Фаина Марковна встретила подругу на четвёртом терминале в аэропорту Джона Кеннеди у третьего выхода. Нужно сказать, что аэропорт Джона Кеннеди это огромное сооружение, обслуживающее тысячи и тысячи пассажиров, летящих во все концы мира. Он имеет девять терминалов, а четвёртый – шестнадцать выходов. И не потеряться здесь было большим искусством. Но подруги всё подробно оговорили по телефону и точно на определённом месте и в определённое время встретились! Аэропорт с центром города связывали прекрасные шоссейные дороги, метро, даже вертолётное сообщение, но Фаина Марковна встретила подругу на своей блестящей машине.
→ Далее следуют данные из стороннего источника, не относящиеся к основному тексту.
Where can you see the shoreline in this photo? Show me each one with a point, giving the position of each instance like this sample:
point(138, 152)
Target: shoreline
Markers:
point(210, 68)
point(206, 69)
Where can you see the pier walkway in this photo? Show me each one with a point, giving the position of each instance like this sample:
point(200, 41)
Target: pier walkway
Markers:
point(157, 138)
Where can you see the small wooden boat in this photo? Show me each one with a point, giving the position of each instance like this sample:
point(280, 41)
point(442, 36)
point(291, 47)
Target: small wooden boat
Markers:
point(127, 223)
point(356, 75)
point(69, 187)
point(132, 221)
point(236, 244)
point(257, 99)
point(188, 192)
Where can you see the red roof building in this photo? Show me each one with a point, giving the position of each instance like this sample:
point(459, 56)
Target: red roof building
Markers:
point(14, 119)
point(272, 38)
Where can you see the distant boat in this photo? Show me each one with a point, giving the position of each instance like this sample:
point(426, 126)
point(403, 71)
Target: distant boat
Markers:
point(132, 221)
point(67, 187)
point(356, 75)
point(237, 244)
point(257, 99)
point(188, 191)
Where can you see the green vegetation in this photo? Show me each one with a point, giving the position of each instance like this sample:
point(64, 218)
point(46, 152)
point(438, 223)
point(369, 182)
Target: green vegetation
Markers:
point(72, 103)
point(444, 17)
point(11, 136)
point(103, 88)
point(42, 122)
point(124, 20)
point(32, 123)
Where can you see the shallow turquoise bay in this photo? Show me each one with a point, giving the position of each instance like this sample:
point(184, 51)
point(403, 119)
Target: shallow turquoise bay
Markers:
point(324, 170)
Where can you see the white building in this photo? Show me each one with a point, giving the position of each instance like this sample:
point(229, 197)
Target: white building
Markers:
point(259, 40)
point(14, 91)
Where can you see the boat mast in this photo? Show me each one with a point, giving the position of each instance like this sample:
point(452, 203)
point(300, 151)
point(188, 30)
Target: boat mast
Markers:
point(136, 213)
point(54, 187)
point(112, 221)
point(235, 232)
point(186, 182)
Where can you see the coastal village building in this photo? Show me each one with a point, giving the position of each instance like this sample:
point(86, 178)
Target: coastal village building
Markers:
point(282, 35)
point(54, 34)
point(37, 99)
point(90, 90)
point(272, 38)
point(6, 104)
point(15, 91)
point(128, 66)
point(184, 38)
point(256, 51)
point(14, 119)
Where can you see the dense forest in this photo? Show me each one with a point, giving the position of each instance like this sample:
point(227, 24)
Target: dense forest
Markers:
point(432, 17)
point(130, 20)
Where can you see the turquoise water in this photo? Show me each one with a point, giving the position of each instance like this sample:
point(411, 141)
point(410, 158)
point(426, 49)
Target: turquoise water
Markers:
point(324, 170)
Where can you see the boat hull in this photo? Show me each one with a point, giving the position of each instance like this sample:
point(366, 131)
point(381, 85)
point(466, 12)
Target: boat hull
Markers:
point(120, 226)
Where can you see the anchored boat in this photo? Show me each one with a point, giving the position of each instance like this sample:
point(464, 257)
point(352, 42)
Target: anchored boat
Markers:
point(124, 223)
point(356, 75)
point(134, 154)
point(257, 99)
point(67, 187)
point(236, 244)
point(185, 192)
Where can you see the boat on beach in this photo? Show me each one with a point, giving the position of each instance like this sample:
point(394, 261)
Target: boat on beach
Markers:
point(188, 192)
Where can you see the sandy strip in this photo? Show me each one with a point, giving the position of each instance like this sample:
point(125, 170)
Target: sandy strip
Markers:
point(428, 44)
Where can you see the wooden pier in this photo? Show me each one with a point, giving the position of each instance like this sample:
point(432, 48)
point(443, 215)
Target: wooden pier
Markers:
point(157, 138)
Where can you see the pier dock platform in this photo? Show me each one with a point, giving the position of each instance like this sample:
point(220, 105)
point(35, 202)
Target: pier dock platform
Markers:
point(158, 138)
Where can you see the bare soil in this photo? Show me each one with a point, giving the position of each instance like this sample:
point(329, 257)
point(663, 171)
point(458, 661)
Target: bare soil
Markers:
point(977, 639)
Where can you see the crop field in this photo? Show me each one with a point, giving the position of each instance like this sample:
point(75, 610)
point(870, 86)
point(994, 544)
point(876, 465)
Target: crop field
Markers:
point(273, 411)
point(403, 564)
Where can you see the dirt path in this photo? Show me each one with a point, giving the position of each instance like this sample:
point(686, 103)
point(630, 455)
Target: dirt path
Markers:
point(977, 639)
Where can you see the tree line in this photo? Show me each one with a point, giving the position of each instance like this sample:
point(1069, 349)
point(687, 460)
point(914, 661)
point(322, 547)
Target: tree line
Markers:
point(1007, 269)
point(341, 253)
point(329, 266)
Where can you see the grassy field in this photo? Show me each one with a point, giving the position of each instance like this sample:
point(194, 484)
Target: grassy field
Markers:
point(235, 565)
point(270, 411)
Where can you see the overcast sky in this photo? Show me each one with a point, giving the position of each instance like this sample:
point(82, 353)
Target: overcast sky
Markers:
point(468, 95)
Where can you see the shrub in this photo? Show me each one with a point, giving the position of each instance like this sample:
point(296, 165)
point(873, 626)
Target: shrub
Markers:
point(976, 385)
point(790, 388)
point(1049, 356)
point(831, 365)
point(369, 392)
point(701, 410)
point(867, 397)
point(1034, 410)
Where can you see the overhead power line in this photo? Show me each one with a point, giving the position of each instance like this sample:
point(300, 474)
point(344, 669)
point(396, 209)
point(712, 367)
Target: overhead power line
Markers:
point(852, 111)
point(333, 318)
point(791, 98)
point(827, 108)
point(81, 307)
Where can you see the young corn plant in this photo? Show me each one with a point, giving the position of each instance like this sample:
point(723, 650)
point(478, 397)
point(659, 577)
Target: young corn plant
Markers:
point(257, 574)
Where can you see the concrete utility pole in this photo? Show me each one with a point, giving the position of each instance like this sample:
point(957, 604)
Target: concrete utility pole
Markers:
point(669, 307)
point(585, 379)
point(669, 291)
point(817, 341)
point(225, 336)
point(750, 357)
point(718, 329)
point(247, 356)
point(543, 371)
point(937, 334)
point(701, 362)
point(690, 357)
Они не виделись со времени окончания института, но телефонную связь поддерживали и были в курсе событий, которые произошли с ними за эти годы.
– Где у вас багажное отделение? – спросила Евгения Львовна после того, как они встретились и расцеловались. – Эти придурки не разрешили мне взять в салон мою сумочку.
Они прошли к подиуму, где выставили багаж с самолёта из Тель-Авива, и Евгения Львовна взяла огромную красную сумку с какими-то бирками и наклейками.
– Ты, конечно, будешь смеяться, но я таки не понимаю, почему они тебя должны были пускать в салон с таким тюком! – удивилась Фаина. – Чтобы у меня было столько денег! Маленькая сумочка, чтоб ты была мне так здорова!
– А что ты от меня хочешь? Не каждый же день я езжу знакомиться к мужчине! Береги сердце для инфаркта! Или я что-то не догоняю и твоя машина не сможет увезти мою сумочку?
– Сумочку! Пошли уже, а то там мой Сэм заждался. Хочет скорее выпить с тобою за встречу!
– Сэм это тот что Сёма?
– Он, конечно. А что? Сёма, Сэм, да хотя бы Карабас-Барабас, не всё ли равно?!
– Удивляюсь твоему постоянству. В институте я тебя знала другой!
– Ша, подруга! Я давно уже не в институтском возрасте. Раньше была лучше какчеством. К тому же у меня сейчас немножечко другие обстоятельства: растёт дочка! И скажу только тебе по секрету, что она таки не похожа на моего Сэма-Сёму, а больше на Фиму. И что мне делать, чтоб я так жила, как я не знаю…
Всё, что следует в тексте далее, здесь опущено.